The 1430 km2 North York Moors National Park is located in North Yorkshire, a county in the north-east of England. In the spring of 2021, forest plots located on the northern border of the park were restored.
The North York Moors National Park is criss-crossed by deep valleys that reveal multiple spaces: moorland, pastures, cliffs, coastal paths, grass and bracken patches, wetlands etc. These unique landscapes are home to a variety of flora and fauna. Among other animals, sheeps, wild gallinaceous birds and many seabirds inhabit this spectacular area covered with birches and willow forests, cotton grass and heathland.
Restoring and diversifying the forest
The restoration project took place on one of Yorkshire's best known hills. In recent years, the woodland has suffered from a lack of maintenance but also an absence of diversity within the stand.
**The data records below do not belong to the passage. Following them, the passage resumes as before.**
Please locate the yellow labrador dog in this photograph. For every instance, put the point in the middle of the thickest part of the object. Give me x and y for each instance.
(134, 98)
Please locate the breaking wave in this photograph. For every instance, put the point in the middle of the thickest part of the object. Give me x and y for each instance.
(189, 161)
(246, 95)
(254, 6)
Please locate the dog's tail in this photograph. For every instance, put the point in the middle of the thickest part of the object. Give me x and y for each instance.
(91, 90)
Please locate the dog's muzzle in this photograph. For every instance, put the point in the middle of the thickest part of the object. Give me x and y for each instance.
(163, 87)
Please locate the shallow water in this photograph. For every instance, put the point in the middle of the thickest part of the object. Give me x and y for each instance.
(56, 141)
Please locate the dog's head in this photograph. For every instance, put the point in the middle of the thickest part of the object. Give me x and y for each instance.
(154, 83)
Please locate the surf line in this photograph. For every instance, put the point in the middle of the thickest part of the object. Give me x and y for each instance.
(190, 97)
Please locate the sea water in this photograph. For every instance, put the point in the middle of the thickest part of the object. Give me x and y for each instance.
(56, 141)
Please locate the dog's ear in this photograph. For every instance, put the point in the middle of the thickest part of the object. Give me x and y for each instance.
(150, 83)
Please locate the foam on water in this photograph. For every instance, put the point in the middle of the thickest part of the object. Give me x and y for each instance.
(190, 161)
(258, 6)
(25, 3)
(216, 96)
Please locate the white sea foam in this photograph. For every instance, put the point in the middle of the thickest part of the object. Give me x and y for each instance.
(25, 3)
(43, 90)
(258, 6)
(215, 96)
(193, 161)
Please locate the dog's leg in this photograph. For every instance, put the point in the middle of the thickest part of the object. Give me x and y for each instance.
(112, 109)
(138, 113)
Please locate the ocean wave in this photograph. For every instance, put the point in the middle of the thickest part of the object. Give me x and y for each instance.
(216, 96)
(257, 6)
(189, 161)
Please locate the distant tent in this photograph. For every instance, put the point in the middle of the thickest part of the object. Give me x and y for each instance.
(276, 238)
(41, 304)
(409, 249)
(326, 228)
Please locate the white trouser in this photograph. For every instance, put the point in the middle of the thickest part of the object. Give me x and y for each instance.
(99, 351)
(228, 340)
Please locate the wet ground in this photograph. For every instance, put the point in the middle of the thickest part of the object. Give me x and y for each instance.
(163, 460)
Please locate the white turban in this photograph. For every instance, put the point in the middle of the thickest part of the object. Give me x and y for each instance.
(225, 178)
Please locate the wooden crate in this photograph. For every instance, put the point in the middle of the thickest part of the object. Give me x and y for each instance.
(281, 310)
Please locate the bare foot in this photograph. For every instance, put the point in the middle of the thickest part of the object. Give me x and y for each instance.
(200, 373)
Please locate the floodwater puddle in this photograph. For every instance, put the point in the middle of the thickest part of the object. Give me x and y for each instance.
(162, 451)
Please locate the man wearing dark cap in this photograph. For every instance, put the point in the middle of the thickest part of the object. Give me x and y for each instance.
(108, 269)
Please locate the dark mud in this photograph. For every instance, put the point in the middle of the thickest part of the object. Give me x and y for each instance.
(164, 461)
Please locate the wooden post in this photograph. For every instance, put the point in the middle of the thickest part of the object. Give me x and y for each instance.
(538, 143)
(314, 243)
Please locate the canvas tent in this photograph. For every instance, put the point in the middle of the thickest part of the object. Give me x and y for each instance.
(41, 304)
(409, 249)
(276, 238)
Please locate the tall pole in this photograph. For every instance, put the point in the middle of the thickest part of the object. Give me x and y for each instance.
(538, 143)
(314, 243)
In 2015, sylvicultural operations were undertaken to renew the stand and encourage the growth of a native forest at Great Ayton. A variety of species was planted to strengthen the stand. In 2021, this approach was pursued by Reforest'Action, with the support of Arval UK and Colas Rail.
Deciduous trees were introduced in order to create a resilient forest, adapted to the site’s climatic conditions. More resistant, it will be able to deal with possible insect attacks. This fortified and diversified forest ecosystem will provide habitat for the biodiversity. In the long term, it will also contribute to slowing down global warming, thanks to the carbon stored by the trees.